My Lords, women and girls are a key part of the sustainable development goals. Will my noble friend tell us when DfID will be publishing its strategy on a UK approach to the SDGs and how it will monitor progress?

That is of course a very important part of SDG 5, which is specifically on gender balance, and the sustainable development goals do not just apply to other countries but to us as well. That is why we have been undertaking a review, across government, to see how the sustainable development goals are going to be impacted in this country, which is being done jointly with the Cabinet Office. We will be publishing Agenda 2030 very shortly to set out our plans in that area, and we will monitor them through the Office for National Statistics.

My Lords, £200 million for famine in Africa is a welcome start. Will the Minister confirm that it is a start? Will he look at finding further money within our development programme? Will he talk to all the NGOs and get them mobilised? Will he, above all, get in touch with our partners in the European Union and make sure that they bilaterally and collectively get together? This is a major tragedy of famine in Somalia, in South Sudan, in Nigeria and elsewhere. Unless we get some concerted worldwide action, hundreds of thousands—millions—of people will die needlessly. Will he give that the top priority that is absolutely necessary?

I will certainly do that. I absolutely agree with the noble Lord that this is a priority. So far this century, in the first 17 years, one certified famine has actually occurred. We now have one certified today in South Sudan, affecting some 6 million people; we have credible evidence that there will be three further—in Yemen, north-east Nigeria, and Somalia. That is why the help is urgently needed, because as the noble Lord rightly said, we cannot do this alone. We need the international community to come together to tackle this issue and that is exactly the plea which the Prime Minister and the Secretary of State made today.

To return to the initial question, are the Government aware that in many third-world countries, the divide between rural and urban is a false divide? The effectiveness of laws depends on urban women who fight for the rights of all women. Therefore to make a decision that something is not helping rural areas is a false decision.

That is absolutely right—Ethiopia bears that example out.

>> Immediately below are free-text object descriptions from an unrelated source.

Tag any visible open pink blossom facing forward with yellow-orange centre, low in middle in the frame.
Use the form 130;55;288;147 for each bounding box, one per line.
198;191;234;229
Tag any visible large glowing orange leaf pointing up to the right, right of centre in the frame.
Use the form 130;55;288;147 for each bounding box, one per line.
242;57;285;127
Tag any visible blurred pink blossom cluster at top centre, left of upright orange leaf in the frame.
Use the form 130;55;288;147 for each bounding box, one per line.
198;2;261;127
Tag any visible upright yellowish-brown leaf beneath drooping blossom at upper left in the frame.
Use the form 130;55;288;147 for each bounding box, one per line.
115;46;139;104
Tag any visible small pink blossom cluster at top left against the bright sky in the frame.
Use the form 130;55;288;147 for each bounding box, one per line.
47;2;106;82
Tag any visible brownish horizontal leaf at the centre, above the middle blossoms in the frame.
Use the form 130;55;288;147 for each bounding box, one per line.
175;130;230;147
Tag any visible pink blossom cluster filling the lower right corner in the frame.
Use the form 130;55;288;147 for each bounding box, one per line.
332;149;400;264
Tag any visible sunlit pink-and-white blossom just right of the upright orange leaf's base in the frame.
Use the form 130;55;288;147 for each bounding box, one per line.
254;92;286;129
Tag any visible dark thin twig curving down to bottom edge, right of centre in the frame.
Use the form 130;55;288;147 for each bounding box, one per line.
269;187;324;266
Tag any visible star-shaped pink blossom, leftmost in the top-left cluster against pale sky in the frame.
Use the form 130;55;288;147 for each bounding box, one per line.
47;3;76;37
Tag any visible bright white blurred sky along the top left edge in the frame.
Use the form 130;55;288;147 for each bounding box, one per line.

It has a very good law that says that the minimum marriage age is 18, but in many rural areas more than 50% of girls under the age of 14 are being married. We recognise that. Economic development, education and good healthcare and family planning are all part of this. We are helping on all of those fronts.

My Lords, research shows that girls in many developing countries consistently get passed over for, or denied access to, the services they need. Often it is negative, entrenched social norms about a girl’s value that prevent girls accessing services such as immunisations and education. Does the Minister agree with me that cultural programmes like Yegna which aim to empower women and create new social norms are vital to ensure that no woman is left behind?

I strongly agree with the first part of the noble Baroness’s remarks. She is absolutely right. The only way that poverty will be eradicated is with economic growth and economic development. No country can have economic development if it leaves half its people behind. That is why you need education, family planning and economic development. We have been working on all of these. The Secretary of State was in Ethiopia last month, launching a new economic strategy which has women and girls at the very heart of it.